Simeon Lee, Güney Afrika'da bulduğu elmaslar sayesinde zengin olmuş biriydi. Resmî olarak beş çocuğu vardı ama kendisi gençken fazlasıyla çapkın olduğu için gayrimeşru kaç çocuğu olduğundan emin değildi. Ne yazık ki artık yaşlanmıştı. Henüz ölme niyetinde değildi ama hastaydı. Bu yüzden Simeon Lee, Noel'i ailesiyle birlikte geçirmek istiyordu. Hem çocuklarını görecek hem de onları birbirlerine düşürüp eğlenecekti. Bunun için de tüm çocuklarını ve çocuklarının eşlerini evine davet etti. Alfred ve eşi Lydia zaten Simeon Lee ile birlikte yaşıyordu. George, Magdalena, David, Hilda ve Harry Noel yemeğine katılacak kişilerdendi. Bunlara ek olarak Simeon Lee'nin torunu Pilar Estaravados ve Güney Afrika'da tanıştığı arkadaşının oğlu Stephen Farr da onlara katılacaktı.
Hepsi eve ulaştığında yaşlı adam, herkesi odasına çağırmıştı. Telefonda avukatına vasiyetini değiştirmek istediğini, Noel'den sonra kendisine uğramasını söyledi ve telefonu kapattı. Ardından çocuklarına döndü ve onların düzgün çocuklar olmadığını söyledi, gayrimeşru çocuklarının çok daha iyi olduğundan emin olduğunu yüzlerine bağırdı. Herkes odadan morali bozuk ayrıldı.

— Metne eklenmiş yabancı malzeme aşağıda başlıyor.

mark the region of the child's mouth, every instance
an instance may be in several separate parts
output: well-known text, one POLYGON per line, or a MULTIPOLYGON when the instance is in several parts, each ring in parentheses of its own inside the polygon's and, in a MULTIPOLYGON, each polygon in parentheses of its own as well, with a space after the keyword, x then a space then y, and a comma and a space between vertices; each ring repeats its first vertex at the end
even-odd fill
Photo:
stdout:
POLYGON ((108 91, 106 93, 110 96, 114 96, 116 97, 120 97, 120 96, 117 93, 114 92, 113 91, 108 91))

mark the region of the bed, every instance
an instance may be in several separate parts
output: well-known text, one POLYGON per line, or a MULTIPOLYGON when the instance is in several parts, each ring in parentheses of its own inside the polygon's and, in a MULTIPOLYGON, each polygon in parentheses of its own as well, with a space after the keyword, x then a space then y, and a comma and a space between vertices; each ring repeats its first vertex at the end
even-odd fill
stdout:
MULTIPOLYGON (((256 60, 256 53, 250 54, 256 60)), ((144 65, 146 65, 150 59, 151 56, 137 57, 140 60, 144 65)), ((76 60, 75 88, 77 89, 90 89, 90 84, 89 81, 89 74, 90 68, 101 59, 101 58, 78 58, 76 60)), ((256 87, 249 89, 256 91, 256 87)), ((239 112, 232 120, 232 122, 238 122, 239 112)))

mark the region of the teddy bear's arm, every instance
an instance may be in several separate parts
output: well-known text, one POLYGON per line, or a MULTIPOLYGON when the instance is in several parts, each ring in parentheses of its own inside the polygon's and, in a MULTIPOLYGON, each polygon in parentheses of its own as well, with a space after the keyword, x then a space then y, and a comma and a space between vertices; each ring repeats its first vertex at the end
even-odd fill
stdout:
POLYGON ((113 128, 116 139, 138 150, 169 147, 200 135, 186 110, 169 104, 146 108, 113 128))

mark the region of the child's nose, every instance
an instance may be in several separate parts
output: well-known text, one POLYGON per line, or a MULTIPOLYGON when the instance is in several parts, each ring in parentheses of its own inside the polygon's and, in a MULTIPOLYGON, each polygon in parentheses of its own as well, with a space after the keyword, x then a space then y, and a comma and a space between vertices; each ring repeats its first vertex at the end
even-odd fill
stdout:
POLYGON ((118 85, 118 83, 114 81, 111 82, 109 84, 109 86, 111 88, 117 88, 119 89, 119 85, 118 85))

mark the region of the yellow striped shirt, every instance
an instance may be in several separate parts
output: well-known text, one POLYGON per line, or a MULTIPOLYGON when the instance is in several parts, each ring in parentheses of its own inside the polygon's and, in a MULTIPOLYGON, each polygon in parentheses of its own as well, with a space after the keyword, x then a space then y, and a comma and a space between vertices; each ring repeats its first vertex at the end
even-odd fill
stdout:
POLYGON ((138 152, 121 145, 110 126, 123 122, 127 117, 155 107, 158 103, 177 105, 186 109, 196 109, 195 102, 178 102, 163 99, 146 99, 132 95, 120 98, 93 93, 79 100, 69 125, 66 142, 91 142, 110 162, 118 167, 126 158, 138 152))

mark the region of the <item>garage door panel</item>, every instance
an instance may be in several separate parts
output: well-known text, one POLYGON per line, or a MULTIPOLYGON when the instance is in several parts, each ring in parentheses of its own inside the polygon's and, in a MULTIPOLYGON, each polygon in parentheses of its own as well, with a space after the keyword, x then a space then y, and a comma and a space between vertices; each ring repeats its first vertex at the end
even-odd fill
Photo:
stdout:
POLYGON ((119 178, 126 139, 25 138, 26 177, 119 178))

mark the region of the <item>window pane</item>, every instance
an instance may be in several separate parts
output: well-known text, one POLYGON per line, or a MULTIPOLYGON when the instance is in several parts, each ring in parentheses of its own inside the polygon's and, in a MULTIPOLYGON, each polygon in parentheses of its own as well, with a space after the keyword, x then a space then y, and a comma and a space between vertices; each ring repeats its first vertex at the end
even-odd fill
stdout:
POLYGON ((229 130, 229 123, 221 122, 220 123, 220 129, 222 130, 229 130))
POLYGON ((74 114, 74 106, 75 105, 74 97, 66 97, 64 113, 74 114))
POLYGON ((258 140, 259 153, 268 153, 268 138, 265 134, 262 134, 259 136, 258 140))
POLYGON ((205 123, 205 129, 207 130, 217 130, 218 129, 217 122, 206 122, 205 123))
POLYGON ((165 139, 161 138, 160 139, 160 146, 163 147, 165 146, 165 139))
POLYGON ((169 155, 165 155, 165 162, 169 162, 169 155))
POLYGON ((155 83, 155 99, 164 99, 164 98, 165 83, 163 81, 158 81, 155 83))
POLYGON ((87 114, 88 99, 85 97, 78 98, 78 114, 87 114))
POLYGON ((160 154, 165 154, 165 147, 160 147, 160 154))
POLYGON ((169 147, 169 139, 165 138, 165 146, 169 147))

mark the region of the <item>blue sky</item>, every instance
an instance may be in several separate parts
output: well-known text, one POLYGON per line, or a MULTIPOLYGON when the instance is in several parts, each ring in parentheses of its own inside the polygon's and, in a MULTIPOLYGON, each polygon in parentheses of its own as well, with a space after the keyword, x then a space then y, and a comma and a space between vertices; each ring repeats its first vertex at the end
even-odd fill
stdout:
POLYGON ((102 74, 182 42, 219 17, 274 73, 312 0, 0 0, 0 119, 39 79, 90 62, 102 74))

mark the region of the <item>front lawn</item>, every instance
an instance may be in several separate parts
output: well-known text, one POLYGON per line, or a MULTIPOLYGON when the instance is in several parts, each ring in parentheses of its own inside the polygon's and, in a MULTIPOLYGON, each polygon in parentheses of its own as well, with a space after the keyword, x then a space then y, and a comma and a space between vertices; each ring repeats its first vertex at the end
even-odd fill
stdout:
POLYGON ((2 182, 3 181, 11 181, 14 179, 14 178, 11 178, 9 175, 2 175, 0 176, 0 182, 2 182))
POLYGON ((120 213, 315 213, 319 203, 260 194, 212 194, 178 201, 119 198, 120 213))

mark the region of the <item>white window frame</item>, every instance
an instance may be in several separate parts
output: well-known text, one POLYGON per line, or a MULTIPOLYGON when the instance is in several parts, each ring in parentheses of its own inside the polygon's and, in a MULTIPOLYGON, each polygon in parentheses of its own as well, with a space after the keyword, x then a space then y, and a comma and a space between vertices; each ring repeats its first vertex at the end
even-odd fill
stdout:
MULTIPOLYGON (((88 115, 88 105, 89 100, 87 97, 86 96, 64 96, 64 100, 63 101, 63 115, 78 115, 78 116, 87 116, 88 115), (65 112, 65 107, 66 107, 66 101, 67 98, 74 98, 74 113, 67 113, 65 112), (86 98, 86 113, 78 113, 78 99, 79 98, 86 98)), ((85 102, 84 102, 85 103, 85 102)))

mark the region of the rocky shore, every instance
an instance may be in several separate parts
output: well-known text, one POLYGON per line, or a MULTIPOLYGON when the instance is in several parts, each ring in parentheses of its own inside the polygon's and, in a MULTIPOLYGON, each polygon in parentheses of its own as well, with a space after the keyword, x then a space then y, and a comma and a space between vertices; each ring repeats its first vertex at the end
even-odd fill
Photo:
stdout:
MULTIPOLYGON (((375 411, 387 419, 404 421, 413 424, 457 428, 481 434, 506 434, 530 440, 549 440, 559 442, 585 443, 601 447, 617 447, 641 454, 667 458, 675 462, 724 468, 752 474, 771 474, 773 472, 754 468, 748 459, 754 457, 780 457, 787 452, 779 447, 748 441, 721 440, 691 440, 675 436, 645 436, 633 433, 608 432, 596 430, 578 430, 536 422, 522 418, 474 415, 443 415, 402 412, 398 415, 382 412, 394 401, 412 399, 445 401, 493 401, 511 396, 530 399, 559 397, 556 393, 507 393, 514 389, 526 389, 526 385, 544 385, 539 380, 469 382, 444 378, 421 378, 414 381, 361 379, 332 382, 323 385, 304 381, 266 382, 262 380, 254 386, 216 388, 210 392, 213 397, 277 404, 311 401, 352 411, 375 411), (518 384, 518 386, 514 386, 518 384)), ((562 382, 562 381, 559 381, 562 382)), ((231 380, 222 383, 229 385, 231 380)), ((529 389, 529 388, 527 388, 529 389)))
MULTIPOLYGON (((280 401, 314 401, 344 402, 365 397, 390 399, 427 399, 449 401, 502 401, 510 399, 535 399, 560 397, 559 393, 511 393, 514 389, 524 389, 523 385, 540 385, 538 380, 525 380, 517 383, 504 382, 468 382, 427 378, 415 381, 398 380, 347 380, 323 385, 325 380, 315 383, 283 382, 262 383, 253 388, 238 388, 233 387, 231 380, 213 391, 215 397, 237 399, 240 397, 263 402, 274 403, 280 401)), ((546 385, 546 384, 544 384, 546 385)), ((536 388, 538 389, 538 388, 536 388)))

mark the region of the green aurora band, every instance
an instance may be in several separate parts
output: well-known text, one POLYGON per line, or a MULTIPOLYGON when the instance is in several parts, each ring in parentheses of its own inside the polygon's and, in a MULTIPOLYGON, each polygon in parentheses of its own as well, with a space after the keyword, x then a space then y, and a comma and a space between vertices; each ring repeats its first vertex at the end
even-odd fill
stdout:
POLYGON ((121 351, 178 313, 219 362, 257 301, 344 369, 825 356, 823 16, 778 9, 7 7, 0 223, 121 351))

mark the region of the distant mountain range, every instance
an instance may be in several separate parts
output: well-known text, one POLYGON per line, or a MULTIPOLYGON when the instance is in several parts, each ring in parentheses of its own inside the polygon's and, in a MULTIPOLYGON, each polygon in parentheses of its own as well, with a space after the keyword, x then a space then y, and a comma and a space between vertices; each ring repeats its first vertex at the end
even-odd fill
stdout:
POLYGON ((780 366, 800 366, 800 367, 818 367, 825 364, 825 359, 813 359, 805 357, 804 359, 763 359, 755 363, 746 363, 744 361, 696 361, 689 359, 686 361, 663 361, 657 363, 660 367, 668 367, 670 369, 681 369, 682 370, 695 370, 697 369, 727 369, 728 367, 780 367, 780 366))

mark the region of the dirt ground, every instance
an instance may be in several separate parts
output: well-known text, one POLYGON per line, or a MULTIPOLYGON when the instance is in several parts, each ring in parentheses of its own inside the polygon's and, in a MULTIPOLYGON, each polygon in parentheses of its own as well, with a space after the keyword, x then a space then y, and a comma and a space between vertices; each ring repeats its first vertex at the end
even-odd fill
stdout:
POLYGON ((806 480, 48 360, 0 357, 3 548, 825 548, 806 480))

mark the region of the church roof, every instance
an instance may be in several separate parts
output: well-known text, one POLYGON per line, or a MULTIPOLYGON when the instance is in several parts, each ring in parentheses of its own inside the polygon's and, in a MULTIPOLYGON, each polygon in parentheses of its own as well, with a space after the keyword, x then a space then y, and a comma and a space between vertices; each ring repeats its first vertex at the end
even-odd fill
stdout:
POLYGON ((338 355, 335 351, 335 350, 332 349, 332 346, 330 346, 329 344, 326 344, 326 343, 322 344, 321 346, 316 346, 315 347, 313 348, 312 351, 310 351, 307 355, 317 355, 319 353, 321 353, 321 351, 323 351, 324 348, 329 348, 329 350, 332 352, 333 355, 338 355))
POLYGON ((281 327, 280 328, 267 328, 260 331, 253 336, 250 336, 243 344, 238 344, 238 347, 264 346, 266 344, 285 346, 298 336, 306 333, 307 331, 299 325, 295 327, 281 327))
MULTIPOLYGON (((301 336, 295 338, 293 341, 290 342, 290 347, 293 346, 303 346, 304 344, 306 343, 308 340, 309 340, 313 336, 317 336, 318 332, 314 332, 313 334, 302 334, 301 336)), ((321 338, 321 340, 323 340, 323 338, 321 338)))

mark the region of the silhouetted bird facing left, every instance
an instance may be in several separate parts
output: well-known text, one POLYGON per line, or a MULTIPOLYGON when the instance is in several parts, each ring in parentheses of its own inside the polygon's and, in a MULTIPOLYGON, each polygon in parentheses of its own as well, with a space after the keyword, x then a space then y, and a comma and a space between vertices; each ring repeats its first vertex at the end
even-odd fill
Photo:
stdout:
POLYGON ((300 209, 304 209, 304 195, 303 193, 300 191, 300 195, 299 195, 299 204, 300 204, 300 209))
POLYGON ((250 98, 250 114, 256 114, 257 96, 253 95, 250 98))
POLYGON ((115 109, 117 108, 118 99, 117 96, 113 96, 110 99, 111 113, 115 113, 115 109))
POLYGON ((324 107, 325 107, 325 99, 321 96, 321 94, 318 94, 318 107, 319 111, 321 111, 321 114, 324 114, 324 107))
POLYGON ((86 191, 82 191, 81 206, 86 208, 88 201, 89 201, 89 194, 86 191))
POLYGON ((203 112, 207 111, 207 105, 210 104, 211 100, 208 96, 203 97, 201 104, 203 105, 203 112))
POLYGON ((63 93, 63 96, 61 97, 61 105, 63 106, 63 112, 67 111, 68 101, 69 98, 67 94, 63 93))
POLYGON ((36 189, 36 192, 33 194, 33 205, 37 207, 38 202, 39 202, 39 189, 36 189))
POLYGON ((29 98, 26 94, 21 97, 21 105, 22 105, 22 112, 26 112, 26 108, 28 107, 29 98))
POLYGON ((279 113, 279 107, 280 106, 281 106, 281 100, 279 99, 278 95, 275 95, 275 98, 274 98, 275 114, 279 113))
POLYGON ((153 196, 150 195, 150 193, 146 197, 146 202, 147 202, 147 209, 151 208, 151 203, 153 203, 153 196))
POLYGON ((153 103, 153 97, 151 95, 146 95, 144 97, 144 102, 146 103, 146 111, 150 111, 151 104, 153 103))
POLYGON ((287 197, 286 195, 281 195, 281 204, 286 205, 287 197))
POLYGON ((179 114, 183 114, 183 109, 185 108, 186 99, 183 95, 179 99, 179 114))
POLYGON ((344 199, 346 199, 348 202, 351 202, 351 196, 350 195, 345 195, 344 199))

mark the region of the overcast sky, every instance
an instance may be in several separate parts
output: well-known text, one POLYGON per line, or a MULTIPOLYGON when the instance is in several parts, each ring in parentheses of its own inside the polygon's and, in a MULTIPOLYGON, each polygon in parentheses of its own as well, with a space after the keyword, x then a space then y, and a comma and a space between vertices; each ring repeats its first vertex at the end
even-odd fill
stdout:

Akşam yedide Simeon Lee yemeğini yedi ve odasına kapandı. Onun düzeni buydu. O saatten sonra kimse onu rahatsız etmezdi. Çocuklarıysa evin içinde bir yerlere dağılmıştı. Birden bir şeylerin kırıldığını duydular. Ardından çığlıklar yankılandı evin içinde. Sesler boğuklaştı ve tamamen kesildi. Hepsi aynı anda Simeon Lee'nin odasına koştular. Kapı kilitliydi, kırarak içeri girdiler. Babaları şöminenin önünde yerde yatıyordu. Resmen bir kan gölünün ortasındaydı.
Yaşlı adam ölmeden önce Bay Sugden isimli bir polise saat tam sekizde gelmesini söyledi. Geldiğindeyse elmaslarının çalındığını ve bu konuda iki şüpheli olduğunu aktardı. Eğer biri çaldıysa şaka amacıyla, diğeri çaldıysa hırsızlık amacıyla almıştı elmasları. Simeon Lee ise bu kişileri polise aktarmamış dokuzu çeyrek geçe eve tekrar gelmesini o zaman bu olayı açıklayacağını söylemişti. Polis geldiğindeyse Simeon Lee ölmüştü.
Bunun bir cinayet olduğu belliydi. Çözecek kişiyse hayal gücü ve olayları farklı açılardan değerlendirmesiyle ünlü olan Hercule Poirot olacaktı.
Herkesin yaşlı adamı öldürmesi için kendilerine göre geçerli nedenleri vardı. Elmasların varlığıysa insanları kışkırtmak için yeterliydi.
İlerleyen zamanlarda Simeon Lee'nin torunu Pilar da ölümle burun buruna gelecekti. Kapısının üstüne bir gülle koyulmuştu ama katil bu defa başarılı olamamıştı.
Hercule Poirot sayesinde Simeon Lee'nin gayrimeşru çocuklarından birinin de diğerleriyle aynı çatı altında kaldığı ortaya çıkacaktı.
Yazının devamında katilin kim olduğu açıklanacaktır. Kitabı okumak isteyenler bu bölümü atlayabilir.
Katil Bay Sugden. Kendisi Simeon Lee'nin evlilik dışı çocuklarından biri. Cinayeti eve ilk geldiğinde işlemişti. Her şeyi ayarlayıp öyle çıkmıştı ve dokuzu çeyrek geçe geldiğinde tesadüfen orada bulunan polis memuru rolünü oynamıştı. Yukarıda bahsettiğim Simeon Lee'nin gayrimeşru çocuğu Sugden değil. O, Güney Afrika'daki arkadaşının çocuğu olan Stephen Farr.
Benim kitap hakkındaki görüşüm: Bu kitap kesinlikle Agatha Christie'nin en güzel kitaplarından biri. Olaylar mükemmel zincirler olarak birbirine bağlanmış. Nefes bile almadan okunacak bir eser. Evin havası, karakterlerin yapısı kesinlikle çok güzel. Katili ararken kendinizi Hercule Poirot olarak buluyorsunuz. Daha önce Agatha Christie'den Hercule Poirot'u okumuştum ama bu kesinlikle bambaşka bir eser. Sizlere de okumanızı tavsiye ediyorum.